Here is more proof that Hollywood is in major need of a gender-fairness overhaul.
Something's gotta give.
People are paying more attention to how unfairly women are treated in Hollywood.
With the recent revelation that 37-year-old actress Maggie Gyllenhaal was deemed too old to play a yet-unnamed 55-year-old actor's love interest in a movie and news that Jane Fonda and Lily Tomlin were paid the same as their male co-stars even though Fonda and Tomlin are the main characters whose names are the title of the show, it has come to a fever pitch of unfairness.

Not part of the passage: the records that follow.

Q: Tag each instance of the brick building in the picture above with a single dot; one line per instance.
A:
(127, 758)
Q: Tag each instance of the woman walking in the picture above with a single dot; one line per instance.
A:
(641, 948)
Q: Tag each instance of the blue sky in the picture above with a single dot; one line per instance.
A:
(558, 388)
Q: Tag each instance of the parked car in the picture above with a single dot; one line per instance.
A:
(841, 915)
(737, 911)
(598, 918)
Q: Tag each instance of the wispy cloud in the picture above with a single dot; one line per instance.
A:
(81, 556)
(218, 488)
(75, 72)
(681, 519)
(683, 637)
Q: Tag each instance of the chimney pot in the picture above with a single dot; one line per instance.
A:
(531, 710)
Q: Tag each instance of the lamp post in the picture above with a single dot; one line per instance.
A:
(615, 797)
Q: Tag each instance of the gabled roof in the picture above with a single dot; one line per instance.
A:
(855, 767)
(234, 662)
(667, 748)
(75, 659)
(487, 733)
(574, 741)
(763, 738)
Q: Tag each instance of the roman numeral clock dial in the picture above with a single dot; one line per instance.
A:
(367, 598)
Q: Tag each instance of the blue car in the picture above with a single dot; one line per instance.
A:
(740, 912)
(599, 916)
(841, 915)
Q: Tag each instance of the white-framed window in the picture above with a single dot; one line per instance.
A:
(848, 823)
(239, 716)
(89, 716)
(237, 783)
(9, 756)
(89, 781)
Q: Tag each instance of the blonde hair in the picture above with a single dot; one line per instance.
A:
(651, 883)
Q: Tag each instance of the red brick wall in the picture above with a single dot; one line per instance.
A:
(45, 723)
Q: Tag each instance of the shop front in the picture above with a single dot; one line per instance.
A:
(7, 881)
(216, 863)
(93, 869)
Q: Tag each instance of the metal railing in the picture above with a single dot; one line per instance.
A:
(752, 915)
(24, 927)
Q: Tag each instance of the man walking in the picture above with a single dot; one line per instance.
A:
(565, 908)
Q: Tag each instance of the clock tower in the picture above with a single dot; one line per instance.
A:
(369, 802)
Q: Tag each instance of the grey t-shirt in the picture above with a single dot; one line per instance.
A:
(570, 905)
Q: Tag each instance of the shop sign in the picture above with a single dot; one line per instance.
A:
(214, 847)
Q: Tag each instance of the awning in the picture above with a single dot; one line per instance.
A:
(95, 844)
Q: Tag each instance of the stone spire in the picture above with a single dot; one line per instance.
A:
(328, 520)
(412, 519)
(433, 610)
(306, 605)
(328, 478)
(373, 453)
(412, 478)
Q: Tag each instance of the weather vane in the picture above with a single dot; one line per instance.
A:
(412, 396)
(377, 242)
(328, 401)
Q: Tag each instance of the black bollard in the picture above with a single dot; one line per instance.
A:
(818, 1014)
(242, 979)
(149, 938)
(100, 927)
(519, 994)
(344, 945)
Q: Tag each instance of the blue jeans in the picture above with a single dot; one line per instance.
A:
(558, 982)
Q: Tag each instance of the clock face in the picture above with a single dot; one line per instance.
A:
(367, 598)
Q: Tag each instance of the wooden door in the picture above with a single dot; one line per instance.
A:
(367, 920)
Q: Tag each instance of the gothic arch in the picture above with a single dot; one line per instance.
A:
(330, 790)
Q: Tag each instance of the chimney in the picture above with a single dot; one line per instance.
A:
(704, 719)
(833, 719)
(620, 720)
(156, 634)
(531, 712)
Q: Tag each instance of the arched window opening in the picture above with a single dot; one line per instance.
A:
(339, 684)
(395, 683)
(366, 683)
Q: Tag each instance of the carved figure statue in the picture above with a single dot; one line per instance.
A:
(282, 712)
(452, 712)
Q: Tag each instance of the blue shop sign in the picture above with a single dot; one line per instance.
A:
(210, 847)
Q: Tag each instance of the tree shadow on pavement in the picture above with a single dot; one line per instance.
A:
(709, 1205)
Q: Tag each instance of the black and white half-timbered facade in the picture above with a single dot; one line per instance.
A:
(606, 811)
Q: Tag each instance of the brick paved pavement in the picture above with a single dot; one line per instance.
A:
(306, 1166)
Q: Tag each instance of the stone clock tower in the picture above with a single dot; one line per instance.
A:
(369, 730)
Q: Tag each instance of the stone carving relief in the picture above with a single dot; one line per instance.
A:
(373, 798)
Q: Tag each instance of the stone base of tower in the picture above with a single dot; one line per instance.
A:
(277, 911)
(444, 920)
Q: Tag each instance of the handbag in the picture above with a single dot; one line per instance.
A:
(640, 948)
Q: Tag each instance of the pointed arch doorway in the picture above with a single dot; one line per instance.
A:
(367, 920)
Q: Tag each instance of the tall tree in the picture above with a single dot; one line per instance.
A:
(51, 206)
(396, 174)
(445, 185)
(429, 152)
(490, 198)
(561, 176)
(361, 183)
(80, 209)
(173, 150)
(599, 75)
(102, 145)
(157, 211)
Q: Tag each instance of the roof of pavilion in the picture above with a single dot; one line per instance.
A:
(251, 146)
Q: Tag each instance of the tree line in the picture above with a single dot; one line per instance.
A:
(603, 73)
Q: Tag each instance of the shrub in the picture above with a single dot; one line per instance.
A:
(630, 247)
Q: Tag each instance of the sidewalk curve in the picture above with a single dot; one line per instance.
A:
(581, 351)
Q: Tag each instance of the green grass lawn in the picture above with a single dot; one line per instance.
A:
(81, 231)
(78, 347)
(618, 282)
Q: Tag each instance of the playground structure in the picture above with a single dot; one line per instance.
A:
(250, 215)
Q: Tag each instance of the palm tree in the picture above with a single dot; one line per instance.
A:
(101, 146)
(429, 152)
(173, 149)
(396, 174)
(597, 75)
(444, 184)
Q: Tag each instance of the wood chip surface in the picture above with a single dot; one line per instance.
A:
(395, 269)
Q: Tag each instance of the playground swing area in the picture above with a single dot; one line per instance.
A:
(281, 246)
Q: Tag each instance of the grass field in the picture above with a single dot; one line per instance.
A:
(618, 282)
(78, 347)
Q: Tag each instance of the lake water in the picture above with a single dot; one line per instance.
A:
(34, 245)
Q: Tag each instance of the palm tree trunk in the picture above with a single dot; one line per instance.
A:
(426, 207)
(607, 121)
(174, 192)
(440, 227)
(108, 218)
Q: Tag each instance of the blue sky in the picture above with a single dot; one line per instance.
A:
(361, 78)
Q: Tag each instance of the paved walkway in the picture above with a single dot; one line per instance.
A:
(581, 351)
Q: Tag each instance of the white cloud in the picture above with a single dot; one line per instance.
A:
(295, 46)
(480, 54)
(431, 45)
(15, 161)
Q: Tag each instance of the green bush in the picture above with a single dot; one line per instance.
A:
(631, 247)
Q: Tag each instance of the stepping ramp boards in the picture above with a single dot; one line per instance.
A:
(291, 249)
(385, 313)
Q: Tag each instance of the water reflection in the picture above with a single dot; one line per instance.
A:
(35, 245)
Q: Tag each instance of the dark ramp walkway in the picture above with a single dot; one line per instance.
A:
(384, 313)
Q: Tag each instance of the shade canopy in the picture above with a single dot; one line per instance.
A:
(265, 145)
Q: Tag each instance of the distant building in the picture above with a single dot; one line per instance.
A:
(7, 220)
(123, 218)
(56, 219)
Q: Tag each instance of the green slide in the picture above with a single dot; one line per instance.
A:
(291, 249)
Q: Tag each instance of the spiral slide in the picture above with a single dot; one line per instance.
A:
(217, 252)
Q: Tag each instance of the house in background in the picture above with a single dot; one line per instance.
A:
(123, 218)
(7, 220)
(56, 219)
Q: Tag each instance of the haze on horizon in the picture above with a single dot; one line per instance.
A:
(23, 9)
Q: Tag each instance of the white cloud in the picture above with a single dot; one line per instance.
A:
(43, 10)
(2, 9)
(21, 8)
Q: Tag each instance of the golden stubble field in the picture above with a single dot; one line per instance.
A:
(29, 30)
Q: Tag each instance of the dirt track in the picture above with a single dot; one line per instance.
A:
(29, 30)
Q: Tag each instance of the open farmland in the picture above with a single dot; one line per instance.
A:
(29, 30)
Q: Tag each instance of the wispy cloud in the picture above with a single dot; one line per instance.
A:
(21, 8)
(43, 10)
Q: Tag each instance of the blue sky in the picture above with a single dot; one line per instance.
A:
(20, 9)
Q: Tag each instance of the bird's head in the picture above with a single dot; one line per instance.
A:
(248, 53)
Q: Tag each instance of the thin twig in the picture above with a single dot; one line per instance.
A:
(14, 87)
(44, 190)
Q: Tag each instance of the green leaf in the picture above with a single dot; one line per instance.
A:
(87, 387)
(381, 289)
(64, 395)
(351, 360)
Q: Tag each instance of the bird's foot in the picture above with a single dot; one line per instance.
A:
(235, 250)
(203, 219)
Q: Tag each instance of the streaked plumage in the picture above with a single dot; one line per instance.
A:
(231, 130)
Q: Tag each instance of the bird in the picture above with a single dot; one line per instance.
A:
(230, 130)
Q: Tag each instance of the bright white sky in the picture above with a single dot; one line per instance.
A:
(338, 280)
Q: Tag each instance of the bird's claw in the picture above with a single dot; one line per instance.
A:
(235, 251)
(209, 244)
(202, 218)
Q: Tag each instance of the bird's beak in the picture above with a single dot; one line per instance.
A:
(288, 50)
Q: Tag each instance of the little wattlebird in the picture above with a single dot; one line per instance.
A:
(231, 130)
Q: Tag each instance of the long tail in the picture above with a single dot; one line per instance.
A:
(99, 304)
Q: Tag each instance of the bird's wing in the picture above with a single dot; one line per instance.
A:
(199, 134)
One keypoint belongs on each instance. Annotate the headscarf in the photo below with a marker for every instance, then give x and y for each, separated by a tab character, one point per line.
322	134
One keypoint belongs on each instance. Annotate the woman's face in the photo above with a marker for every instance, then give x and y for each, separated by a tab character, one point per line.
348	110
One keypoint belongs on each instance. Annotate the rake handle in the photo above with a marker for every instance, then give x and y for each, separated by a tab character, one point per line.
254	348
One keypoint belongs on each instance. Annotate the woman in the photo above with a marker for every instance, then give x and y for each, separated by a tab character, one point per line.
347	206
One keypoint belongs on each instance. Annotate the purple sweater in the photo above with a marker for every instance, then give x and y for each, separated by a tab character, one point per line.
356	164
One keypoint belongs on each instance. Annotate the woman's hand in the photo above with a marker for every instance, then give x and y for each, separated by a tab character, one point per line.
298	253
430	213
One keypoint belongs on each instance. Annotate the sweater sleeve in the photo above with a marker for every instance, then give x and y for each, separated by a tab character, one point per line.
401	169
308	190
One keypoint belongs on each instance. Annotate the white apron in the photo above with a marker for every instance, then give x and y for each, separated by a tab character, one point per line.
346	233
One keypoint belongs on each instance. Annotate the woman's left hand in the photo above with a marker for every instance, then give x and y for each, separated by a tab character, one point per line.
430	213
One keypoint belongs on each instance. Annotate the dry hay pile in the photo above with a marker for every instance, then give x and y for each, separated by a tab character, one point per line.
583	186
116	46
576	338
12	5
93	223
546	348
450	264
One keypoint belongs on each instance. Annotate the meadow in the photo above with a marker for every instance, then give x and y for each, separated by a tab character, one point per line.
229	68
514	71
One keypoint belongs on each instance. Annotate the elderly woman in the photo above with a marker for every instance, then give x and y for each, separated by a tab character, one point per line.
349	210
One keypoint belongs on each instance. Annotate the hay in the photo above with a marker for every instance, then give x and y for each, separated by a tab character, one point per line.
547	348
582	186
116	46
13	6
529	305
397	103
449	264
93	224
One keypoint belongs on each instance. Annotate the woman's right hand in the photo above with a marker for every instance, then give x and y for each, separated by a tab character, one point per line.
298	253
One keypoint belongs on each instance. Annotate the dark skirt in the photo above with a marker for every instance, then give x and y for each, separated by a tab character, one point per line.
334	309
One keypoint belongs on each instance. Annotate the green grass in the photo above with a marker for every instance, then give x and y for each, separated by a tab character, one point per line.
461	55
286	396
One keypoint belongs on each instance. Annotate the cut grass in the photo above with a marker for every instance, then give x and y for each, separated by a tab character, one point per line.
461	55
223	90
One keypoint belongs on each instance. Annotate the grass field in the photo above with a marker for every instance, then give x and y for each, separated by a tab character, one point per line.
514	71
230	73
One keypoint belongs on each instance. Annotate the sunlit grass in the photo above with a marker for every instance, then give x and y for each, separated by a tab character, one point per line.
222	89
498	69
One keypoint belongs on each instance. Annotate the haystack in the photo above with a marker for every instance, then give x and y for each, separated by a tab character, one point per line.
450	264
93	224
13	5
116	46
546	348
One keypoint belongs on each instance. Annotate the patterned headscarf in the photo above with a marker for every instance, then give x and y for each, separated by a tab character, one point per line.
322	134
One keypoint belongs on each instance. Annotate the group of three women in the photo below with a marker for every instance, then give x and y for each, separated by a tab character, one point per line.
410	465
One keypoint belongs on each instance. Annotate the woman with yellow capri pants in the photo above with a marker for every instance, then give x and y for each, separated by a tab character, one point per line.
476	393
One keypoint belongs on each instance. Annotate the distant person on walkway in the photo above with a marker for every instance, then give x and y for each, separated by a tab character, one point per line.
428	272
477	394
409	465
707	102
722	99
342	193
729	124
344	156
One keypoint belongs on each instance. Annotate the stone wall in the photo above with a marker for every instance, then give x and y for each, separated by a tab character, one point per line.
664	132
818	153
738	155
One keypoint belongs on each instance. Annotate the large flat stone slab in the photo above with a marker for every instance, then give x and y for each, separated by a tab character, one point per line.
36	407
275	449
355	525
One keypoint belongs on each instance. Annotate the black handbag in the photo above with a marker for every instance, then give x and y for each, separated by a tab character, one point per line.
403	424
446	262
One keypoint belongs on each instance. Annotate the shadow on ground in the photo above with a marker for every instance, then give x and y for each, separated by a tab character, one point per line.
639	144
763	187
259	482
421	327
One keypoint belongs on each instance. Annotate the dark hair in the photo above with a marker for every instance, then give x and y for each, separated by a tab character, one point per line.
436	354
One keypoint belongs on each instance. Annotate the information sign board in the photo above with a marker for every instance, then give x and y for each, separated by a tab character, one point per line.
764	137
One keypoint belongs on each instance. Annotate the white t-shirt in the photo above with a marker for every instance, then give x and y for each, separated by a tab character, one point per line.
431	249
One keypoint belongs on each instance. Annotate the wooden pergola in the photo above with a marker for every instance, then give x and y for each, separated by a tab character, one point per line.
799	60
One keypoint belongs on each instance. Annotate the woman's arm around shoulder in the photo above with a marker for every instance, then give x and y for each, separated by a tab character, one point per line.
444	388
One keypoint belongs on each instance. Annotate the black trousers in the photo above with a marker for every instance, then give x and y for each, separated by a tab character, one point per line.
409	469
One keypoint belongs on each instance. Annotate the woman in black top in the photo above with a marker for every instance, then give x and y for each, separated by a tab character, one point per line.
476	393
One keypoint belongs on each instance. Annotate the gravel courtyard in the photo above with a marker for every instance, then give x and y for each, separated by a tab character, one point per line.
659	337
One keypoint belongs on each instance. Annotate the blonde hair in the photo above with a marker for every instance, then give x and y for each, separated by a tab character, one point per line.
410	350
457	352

This clip from AJ+ can clue you in a bit more:
Here are a few jarring facts from the video, in case you can't play it at the moment.
- In 2014, women had speaking roles only 30% of the time.
- That's only 5% more than in the 1940s and '50s.
- In 2014, women made up a total of 13% of lead roles.
- Considering women are half of the population, that is an absurdly small number.
- The top 10 earning actresses made about half of what their male counterparts made in 2014.
One woman, Maria Giese, is doing something about it.
The film director has filed a complaint with the ACLU, saying that Directors Guild of America is overwhelmingly male, and that limited perspective affects almost every part of the movie industry.
Giese's complaint shines an important light on the old boys' club of Hollywood, and that it's gone on long enough.
If the industry has only one type of voice at the top of the heap...
...they're missing out on the value of a different perspective, which makes movies much more interesting.
I, for one, don't want to watch the same movie over and over. Do you?